Which means you need some membership criteria – and the clearer that criteria is the better.
That’s what I’ve taken away from the whole “big brewers leaving the CBIA” brouhaha that erupted this week. For more detail you can go read this or this or this. But if you’re of the TL:DR crowd, Malt Shovel (who makes James Squire beers), Little Creatures and White Rabbit have pulled the pin, spat the dummy, thrown all the toys out of the pram (choose whichever fits your own personal feelings in this matter) and left the CBIA.
In a statement about it brewer Chuck Hahn says he’s not a fan of the industry defining itself “in terms of who owns what”. Which he wouldn’t be, because there’s no way he comes out on the winning side of that debate.
“No matter who you are, you have to raise the funds to brew from somewhere, whether it be your bank, wealthy private investors, shareholders or otherwise,” Hahn said in a statement. “I don’t see how that should make any real difference to beer drinkers who generally only care about the quality and variety of the beer they are drinking. And if we measure brewers by their scale, and they need investment to achieve that scale, what message are we sending them – if drinkers love your beer and you grow as a result you are no longer a legitimate brewer?”
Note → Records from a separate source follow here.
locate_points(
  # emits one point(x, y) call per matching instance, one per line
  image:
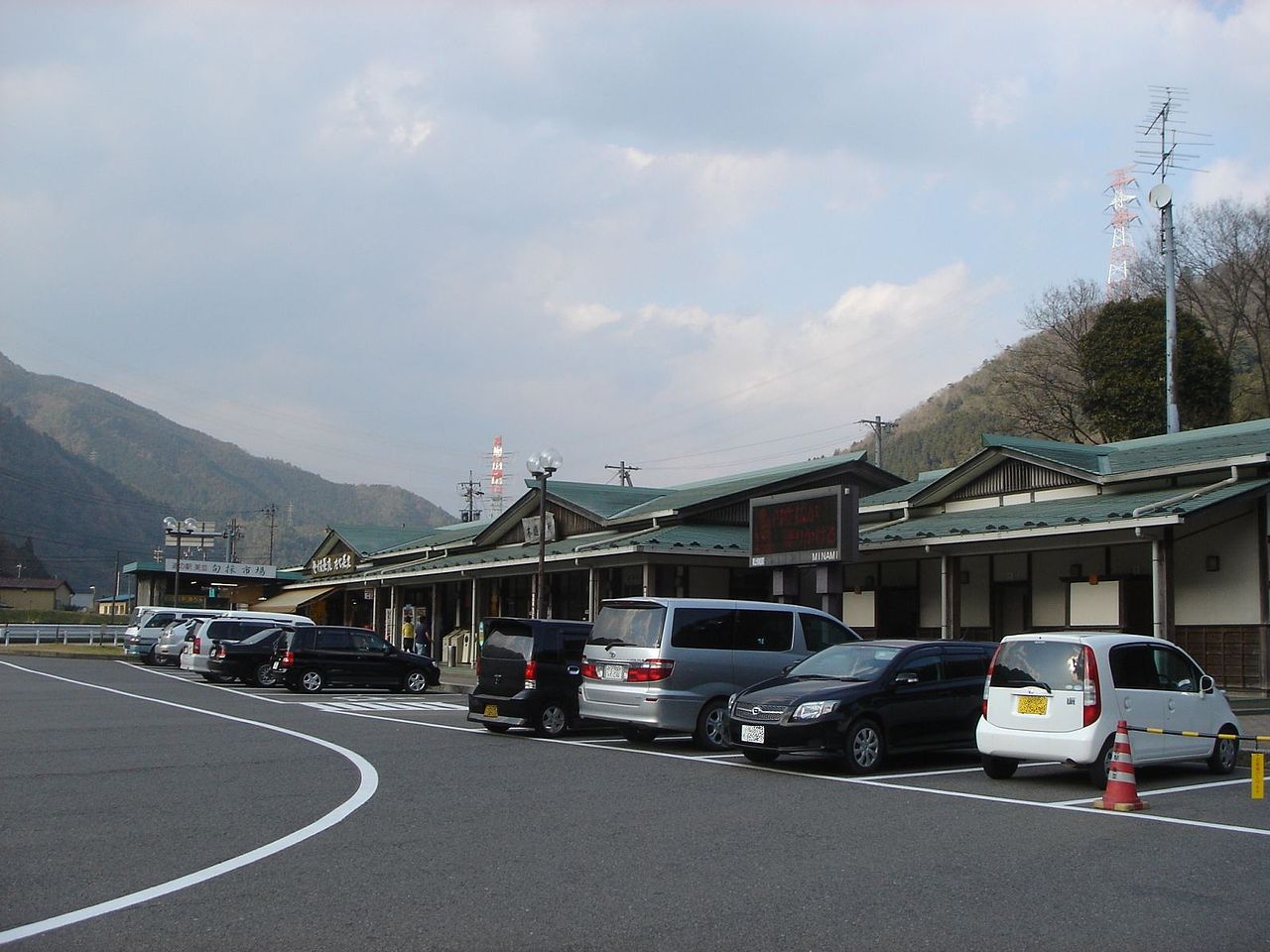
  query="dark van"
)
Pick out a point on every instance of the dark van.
point(529, 675)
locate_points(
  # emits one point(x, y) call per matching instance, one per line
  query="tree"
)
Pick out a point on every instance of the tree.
point(1042, 382)
point(1123, 361)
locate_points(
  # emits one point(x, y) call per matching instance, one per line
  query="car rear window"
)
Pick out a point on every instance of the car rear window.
point(636, 626)
point(1055, 665)
point(508, 642)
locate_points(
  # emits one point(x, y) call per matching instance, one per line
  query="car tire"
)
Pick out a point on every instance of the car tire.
point(998, 769)
point(312, 680)
point(263, 675)
point(865, 747)
point(416, 682)
point(1098, 769)
point(552, 720)
point(1225, 753)
point(711, 733)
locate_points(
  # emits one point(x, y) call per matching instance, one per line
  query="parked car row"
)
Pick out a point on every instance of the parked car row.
point(774, 679)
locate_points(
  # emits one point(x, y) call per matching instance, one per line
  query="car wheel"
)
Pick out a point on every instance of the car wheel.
point(865, 747)
point(1225, 753)
point(711, 733)
point(552, 721)
point(417, 682)
point(263, 675)
point(312, 680)
point(998, 769)
point(1100, 767)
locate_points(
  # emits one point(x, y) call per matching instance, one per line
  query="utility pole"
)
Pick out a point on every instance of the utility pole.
point(879, 426)
point(624, 472)
point(468, 492)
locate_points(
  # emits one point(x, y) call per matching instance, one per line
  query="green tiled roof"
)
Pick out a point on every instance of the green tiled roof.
point(693, 494)
point(1056, 513)
point(366, 539)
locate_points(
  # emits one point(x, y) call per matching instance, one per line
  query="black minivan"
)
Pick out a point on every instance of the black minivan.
point(312, 657)
point(529, 674)
point(865, 699)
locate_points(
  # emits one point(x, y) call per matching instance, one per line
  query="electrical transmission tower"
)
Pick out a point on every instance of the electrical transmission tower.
point(879, 426)
point(468, 492)
point(1121, 218)
point(624, 472)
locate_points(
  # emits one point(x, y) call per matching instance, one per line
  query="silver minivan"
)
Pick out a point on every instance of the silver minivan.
point(657, 665)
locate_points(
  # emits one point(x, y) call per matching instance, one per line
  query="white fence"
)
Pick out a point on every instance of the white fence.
point(62, 634)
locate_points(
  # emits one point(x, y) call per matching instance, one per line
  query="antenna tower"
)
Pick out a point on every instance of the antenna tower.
point(468, 492)
point(495, 477)
point(1121, 218)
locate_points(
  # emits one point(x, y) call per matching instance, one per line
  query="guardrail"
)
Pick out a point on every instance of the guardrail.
point(62, 634)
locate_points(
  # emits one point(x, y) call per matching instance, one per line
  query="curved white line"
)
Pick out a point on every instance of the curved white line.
point(370, 782)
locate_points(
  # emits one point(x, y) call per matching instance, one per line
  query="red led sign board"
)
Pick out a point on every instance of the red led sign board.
point(803, 529)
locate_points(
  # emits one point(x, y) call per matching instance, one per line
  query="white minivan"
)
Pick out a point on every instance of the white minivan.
point(657, 665)
point(1058, 696)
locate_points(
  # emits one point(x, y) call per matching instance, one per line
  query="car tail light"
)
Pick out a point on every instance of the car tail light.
point(1092, 697)
point(987, 680)
point(652, 669)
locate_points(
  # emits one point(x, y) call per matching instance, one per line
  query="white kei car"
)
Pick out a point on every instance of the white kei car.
point(1058, 696)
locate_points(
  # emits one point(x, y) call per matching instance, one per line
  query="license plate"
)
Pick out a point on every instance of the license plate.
point(752, 734)
point(1033, 705)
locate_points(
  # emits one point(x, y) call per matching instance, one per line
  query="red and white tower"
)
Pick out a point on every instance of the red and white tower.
point(1121, 220)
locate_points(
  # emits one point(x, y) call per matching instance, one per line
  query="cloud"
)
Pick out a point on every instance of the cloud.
point(382, 105)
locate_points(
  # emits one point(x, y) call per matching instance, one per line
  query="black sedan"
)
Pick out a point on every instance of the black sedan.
point(865, 699)
point(249, 660)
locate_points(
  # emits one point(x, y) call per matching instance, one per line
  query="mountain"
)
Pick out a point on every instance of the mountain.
point(158, 467)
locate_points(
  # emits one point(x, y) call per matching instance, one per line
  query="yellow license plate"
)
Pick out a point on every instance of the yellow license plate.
point(1033, 705)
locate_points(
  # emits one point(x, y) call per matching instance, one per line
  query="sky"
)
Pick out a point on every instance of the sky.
point(695, 238)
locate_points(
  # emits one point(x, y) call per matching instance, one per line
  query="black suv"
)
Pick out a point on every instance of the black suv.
point(865, 699)
point(529, 674)
point(312, 657)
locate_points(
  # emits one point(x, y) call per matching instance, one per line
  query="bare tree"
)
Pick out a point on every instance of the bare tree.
point(1040, 384)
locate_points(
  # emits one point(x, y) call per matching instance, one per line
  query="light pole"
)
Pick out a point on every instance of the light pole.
point(185, 529)
point(541, 466)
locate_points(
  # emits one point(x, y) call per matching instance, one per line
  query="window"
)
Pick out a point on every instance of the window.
point(763, 631)
point(820, 633)
point(925, 665)
point(965, 664)
point(702, 627)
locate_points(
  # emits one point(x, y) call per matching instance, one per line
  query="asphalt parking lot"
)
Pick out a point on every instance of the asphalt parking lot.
point(470, 838)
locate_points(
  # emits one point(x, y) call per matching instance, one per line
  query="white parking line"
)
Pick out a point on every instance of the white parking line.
point(366, 787)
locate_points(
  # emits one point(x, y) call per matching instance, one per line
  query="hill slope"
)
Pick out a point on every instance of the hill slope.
point(187, 472)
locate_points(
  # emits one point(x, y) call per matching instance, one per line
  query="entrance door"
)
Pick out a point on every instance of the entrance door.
point(1010, 610)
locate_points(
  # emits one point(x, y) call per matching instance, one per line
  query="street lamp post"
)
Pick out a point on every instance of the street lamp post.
point(187, 529)
point(541, 466)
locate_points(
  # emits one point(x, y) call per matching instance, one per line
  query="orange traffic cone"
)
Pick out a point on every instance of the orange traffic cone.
point(1121, 791)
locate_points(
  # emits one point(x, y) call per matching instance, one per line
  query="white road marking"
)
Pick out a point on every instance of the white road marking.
point(366, 787)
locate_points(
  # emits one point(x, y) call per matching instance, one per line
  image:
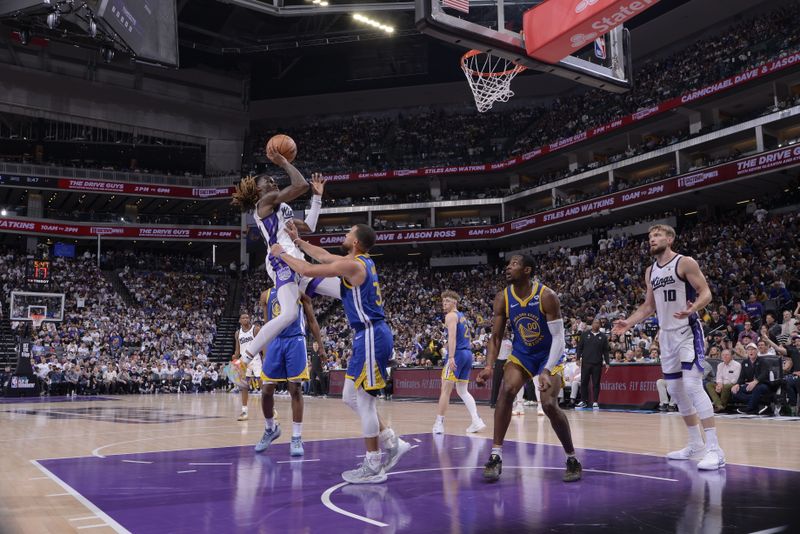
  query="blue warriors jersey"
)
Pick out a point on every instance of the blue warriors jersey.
point(463, 341)
point(297, 328)
point(532, 337)
point(363, 304)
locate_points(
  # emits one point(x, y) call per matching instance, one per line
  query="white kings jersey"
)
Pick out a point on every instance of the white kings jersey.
point(672, 294)
point(245, 338)
point(273, 229)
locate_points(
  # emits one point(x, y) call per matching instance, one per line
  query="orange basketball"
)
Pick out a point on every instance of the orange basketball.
point(285, 146)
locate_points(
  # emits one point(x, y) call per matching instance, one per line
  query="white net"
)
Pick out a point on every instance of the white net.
point(489, 77)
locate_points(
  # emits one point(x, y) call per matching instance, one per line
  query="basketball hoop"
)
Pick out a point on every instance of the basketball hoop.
point(489, 77)
point(37, 320)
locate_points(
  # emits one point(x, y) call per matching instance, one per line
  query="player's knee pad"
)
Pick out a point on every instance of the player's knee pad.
point(462, 389)
point(368, 413)
point(693, 384)
point(677, 391)
point(349, 395)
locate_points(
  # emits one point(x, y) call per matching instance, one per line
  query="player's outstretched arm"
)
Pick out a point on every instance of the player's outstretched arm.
point(297, 183)
point(353, 271)
point(498, 327)
point(308, 309)
point(693, 275)
point(318, 253)
point(645, 310)
point(309, 225)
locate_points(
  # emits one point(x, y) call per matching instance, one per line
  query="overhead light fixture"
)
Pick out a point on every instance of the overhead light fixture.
point(372, 22)
point(53, 19)
point(107, 53)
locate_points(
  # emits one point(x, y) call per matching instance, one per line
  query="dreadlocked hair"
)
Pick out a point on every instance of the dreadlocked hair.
point(246, 195)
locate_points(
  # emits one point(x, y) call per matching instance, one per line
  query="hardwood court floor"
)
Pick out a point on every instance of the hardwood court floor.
point(32, 501)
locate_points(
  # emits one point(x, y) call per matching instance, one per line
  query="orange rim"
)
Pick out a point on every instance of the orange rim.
point(472, 53)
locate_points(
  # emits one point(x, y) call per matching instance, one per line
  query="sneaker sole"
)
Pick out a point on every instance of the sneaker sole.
point(695, 457)
point(277, 435)
point(403, 447)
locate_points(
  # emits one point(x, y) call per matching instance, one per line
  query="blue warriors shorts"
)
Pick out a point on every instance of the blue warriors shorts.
point(285, 360)
point(533, 365)
point(372, 350)
point(463, 367)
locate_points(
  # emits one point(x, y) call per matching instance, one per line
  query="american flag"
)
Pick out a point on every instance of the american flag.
point(600, 47)
point(461, 5)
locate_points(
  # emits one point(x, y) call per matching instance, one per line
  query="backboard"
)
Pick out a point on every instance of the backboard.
point(496, 27)
point(25, 304)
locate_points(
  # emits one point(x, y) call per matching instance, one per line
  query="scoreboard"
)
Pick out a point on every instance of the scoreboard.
point(37, 273)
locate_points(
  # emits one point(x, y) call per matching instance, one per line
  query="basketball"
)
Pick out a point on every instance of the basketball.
point(285, 146)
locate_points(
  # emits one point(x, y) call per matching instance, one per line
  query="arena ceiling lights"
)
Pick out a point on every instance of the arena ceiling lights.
point(372, 22)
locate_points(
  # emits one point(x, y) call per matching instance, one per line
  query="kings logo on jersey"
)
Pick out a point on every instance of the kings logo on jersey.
point(527, 325)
Now, at first I thought he had a point. But now I don’t. Because basing membership on who owns the place has nothing to do with being “a legitimate brewer”. I’m not one of those beer geeks who think the big guys brew megaswill. Seriously, to make a beer like VB taste the same with every single batch takes a high level of brewing skill (a skill I’d suggest some craft brewers don’t have). Sure,I don’t like VB but I can certainly recognise the talent and ability that went into making it.
As for whether ownership makes a difference to beer drinkers or not – that’s irrelevant. I doubt anyone goes into a bottle shop thinking, “I’m only going to buy beers from breweries that are in the CBIA”. It’s most likely not on their radar – and I don’t think it was supposed to be. At its heart the prime motivation of the CBIA would have been to help brewers, not drinkers (though raising the profile of the former, would likely affect the latter).
Hahn says instead of ownership, the craft beer industry should define itself by what’s great about craft “the quality beers, the passionate brewers and the characters behind them”. Now, any sort of criteria to decide who is a part of the “craft beer industry” will be fraught with issues but using one that includes intangibles like “quality” and “passion” would seem one of the worst. Who gets to decide what is and isn’t quality? Because there would be some beer snobs that’d suggest Squire beers aren’t “quality”. How much passion does a brewer need to have before they’re allowed to join?
At least linking membership to private ownership is much more clear-cut. Yes, it will create issues – what happens when a brewer decides to sell shares in their company? Do they get booted out? Will Mountain Goat now be ousted too? – but every definition will be flawed. Looking to leave out the big boys just seems to make sense. It’s hard to see how the interests of James Squire or Lion would be the same as, say Bacchus or Bridge Road. I’m sure excise tax relief or the breaking of tap contracts is far more important to the little guys than the big guys.
In fact, it’s hard to see why the big guys care so much about not being allowed in the club. I reckon they’ll do just fine.